サントリーグループでは、有効なデューディリジェンスの実施や取引先との関係性等について周知し、デューディリジェンスを含めたリスク評価の体制構築に努めております。汚職に関する問題で高リスクと評価されたエリア・取引内容については、重点的に活動を進めています。

インサイダー取引防止体制の整備と社内啓発

サントリー食品インターナショナルが東京証券取引所市場に上場していることから、e-ラーニングの実施等によるインサイダー取引防止の徹底に取り組んでいます。

啓発資料

啓発資料

健康経営への取り組み

サントリー食品インターナショナルは、経済産業省と日本健康会議が共同で実施する「健康経営優良法人2022(大規模法人部門)~ホワイト500~」に認定されています。健康経営優良法人制度は、保険者と連携して優良な健康経営を実践している法人を「健康経営優良法人」として認定する制度です。

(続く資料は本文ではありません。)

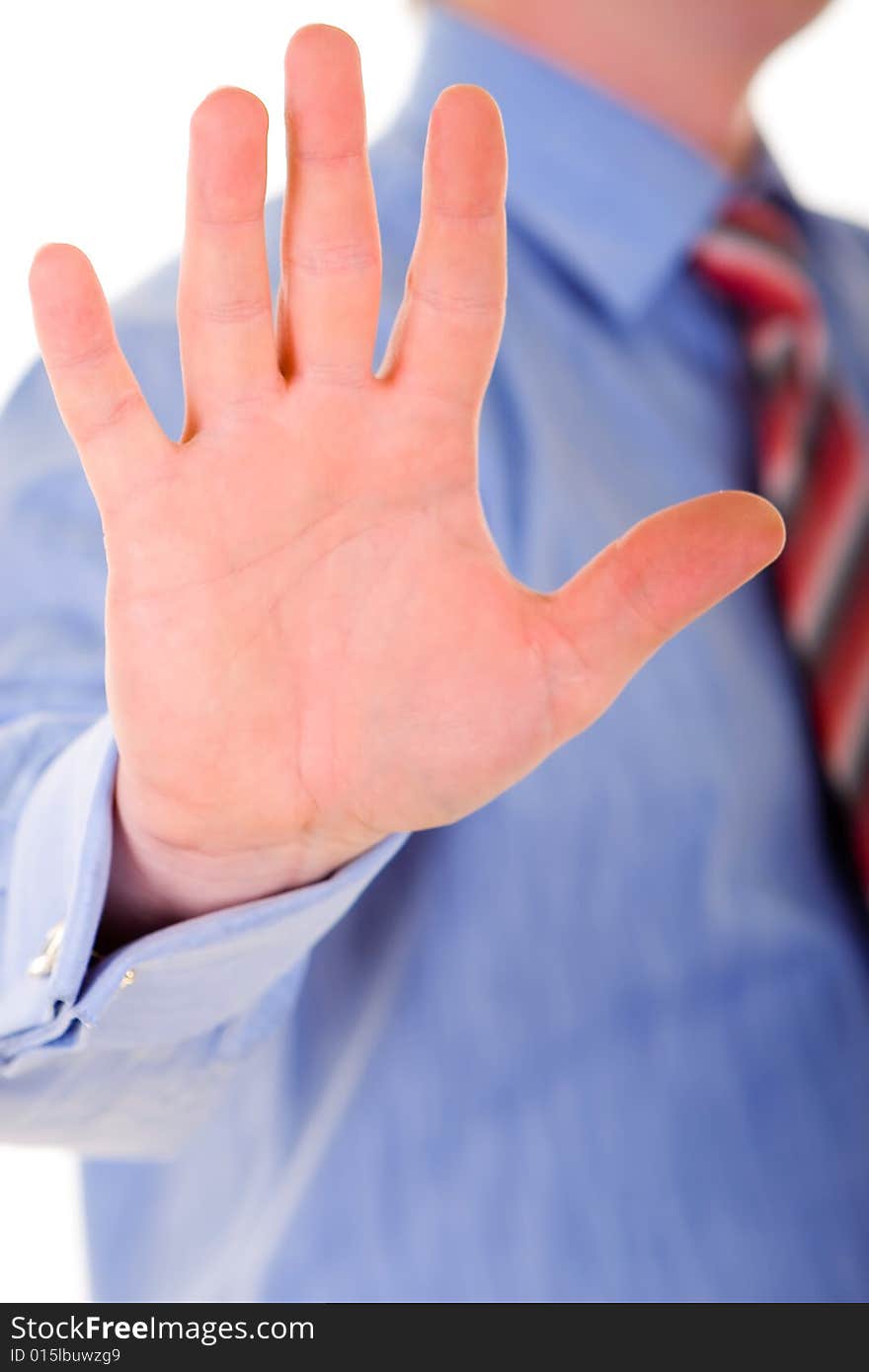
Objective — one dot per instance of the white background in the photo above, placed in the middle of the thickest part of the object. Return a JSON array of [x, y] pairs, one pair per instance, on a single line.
[[95, 98]]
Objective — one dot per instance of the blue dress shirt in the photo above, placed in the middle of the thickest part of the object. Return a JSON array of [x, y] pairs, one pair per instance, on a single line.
[[605, 1038]]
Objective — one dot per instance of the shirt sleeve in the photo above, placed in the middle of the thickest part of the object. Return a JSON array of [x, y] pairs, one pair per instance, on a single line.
[[126, 1054]]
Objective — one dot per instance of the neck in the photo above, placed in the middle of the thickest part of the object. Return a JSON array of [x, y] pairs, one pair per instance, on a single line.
[[686, 63]]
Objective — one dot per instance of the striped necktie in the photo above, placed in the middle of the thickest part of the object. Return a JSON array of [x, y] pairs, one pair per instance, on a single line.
[[813, 463]]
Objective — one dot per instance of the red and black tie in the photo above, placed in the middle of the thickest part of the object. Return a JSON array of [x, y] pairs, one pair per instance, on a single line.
[[813, 463]]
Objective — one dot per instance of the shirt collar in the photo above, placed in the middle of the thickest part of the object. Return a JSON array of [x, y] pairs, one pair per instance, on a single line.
[[615, 196]]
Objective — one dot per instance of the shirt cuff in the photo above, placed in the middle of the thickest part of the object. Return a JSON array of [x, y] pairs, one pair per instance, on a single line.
[[168, 985]]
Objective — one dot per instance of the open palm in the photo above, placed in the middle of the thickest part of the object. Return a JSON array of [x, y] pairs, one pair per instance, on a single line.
[[312, 640]]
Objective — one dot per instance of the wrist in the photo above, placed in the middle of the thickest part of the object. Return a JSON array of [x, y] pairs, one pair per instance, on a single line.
[[155, 881]]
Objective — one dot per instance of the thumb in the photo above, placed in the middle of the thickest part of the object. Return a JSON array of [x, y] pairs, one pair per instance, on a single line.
[[602, 625]]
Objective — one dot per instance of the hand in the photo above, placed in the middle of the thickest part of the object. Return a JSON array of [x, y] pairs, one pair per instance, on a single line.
[[312, 640]]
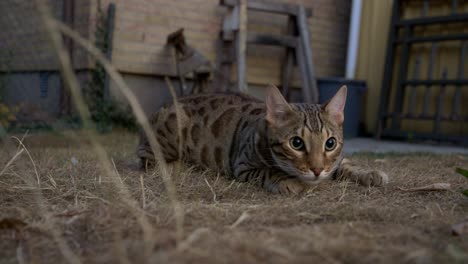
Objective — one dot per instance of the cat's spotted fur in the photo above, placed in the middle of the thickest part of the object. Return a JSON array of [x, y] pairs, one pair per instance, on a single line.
[[282, 147]]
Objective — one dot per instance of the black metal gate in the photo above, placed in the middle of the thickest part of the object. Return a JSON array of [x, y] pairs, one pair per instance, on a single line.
[[414, 97]]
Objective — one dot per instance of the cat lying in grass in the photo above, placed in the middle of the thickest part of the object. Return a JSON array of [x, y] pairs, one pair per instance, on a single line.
[[281, 147]]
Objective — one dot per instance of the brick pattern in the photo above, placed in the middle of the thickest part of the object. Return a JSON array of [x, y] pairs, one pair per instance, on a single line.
[[141, 28], [24, 46]]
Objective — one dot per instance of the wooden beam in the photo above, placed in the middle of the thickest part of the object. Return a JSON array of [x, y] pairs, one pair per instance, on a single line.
[[303, 29]]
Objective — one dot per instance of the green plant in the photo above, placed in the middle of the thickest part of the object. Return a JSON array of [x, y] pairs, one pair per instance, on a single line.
[[105, 112], [464, 173]]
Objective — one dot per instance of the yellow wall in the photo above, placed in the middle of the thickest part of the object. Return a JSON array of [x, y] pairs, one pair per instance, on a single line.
[[375, 22]]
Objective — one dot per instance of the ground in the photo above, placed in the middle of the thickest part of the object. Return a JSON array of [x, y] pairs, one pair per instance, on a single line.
[[78, 213]]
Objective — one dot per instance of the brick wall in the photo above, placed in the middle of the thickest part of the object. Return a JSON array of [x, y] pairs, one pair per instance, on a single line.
[[142, 27], [24, 46]]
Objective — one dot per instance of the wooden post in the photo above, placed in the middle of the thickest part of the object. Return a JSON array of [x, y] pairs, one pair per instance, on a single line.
[[310, 96], [288, 61], [241, 47]]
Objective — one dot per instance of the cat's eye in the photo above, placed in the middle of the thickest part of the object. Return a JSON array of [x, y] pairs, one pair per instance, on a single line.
[[296, 143], [330, 144]]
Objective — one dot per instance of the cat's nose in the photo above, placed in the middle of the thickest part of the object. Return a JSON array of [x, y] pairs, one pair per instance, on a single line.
[[317, 171]]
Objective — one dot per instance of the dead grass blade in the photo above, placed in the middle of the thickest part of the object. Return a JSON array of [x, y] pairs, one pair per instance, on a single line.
[[460, 229], [71, 80], [192, 238], [139, 114], [31, 159], [244, 216], [429, 188], [211, 189], [17, 154]]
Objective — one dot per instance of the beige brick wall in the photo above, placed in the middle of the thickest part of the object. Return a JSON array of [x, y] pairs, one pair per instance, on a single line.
[[143, 25], [23, 44]]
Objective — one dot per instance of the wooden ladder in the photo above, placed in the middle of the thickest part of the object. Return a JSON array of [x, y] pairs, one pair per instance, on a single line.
[[234, 39]]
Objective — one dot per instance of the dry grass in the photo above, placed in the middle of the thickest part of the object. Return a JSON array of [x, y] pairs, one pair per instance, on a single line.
[[225, 221]]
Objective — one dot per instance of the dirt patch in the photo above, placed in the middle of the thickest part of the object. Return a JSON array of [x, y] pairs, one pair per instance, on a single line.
[[77, 213]]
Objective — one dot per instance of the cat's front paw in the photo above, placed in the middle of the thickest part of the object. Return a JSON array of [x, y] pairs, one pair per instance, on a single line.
[[373, 178], [291, 187]]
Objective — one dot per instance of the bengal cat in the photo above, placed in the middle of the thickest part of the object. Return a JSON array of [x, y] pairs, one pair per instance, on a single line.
[[281, 147]]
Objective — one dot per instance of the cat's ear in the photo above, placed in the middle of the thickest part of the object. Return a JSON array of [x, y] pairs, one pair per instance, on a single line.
[[278, 108], [335, 107]]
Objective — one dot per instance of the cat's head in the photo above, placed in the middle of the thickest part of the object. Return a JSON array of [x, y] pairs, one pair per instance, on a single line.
[[306, 140]]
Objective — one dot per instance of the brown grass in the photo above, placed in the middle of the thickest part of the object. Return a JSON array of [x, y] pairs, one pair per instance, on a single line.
[[225, 221]]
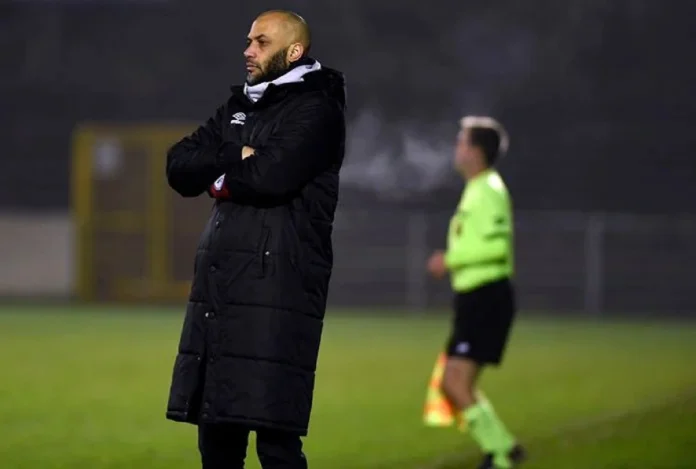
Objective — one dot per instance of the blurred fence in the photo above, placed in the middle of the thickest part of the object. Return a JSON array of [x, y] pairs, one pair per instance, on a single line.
[[136, 241], [599, 263]]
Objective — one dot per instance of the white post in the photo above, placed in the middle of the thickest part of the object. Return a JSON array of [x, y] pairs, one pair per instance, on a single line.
[[594, 263], [416, 256]]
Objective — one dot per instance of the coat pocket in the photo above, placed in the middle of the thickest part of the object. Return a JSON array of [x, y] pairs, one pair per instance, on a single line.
[[264, 253]]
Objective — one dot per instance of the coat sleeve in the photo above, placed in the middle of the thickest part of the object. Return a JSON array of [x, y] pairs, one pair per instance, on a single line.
[[193, 163], [302, 147]]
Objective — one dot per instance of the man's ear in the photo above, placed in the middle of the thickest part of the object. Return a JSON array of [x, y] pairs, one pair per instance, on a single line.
[[295, 52]]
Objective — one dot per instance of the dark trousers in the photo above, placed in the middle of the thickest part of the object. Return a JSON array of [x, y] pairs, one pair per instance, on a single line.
[[224, 446]]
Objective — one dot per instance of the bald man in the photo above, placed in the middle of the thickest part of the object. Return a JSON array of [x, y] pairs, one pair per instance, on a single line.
[[270, 158]]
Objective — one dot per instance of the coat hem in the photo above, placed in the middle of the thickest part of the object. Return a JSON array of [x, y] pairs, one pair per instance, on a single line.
[[253, 424]]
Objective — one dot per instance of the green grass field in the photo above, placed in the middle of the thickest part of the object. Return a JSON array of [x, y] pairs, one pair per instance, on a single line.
[[87, 388]]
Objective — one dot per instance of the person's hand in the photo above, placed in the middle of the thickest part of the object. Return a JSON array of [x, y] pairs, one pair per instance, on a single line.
[[247, 152], [436, 264]]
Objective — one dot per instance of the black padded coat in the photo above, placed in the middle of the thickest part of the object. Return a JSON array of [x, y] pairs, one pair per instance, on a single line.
[[250, 340]]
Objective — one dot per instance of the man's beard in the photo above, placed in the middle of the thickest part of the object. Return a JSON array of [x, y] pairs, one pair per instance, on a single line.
[[275, 67]]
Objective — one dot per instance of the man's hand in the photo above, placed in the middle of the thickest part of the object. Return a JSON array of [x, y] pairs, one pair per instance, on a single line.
[[436, 264], [247, 152]]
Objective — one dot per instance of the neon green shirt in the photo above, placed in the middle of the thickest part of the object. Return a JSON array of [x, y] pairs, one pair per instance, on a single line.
[[480, 238]]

サントリーグループは、従業員が心身ともに健康でイキイキと働くことは企業としての競争力の源泉そのものと考え、2014年に「健康づくり宣言」を発信。2016年には「健康経営」「働き方改革」を新たにスタートしました。

これまでも、健康セミナー、ヘルスマイレージ、One Suntory Walkなどさまざまな取り組みを継続的に実施。2020年はオンラインフィットネスや、社内カウンセラーによるメンタルヘルス講座を動画配信するなど、新しい働き方に合わせた施策を新たに展開し、一人ひとりが生活習慣の改善目標を掲げ、主体的・継続的に心身の健康促進に取り組んでいます。また、企業の「健康経営」をサポートする新たなサービスとして、“健康行動が続かない”従業員の“健康行動習慣化”をサポートする無料アプリ「SUNTORY+」(サントリープラス)を開発、展開しています。誰でも簡単に続けられる仕組みは、当社グループ内だけでなく導入企業様にも高く評価されています。

当社は今後も「健康経営」「働き方改革」への取り組みを継続し、一人ひとりが元気でイキイキとした生活をおくり、その活力を新たな価値創造へとつなげられるよう挑戦していきます。

健康経営宣言 (2016年制定)

従業員・家族の健康がサントリーの挑戦・革新の源であるという考えのもと、全従業員が心身ともに健康でやる気に満ちて働いている状態を目指します。

基本方針

  • 職場の環境整備や働き方改革を通して、従業員の健康基盤づくりを推進します。
  • 従業員への健康情報の提供や個別支援を通して、ヘルスリテラシー向上に取り組みます。
  • 生活習慣の改善とともに予防、早期発見、両立支援などからだの健康づくりに取り組みます。
  • 一人ひとりがメンタルヘルスを理解し、適切に心のケアができるよう支援します。
  • 取り組みを通して従業員と家族の“人間の生命の輝き”の実現を目指します。
健康経営の考え方

健康白書の作成

サントリーグループ健康経営の取り組みを健康白書としてまとめ毎年公表しています。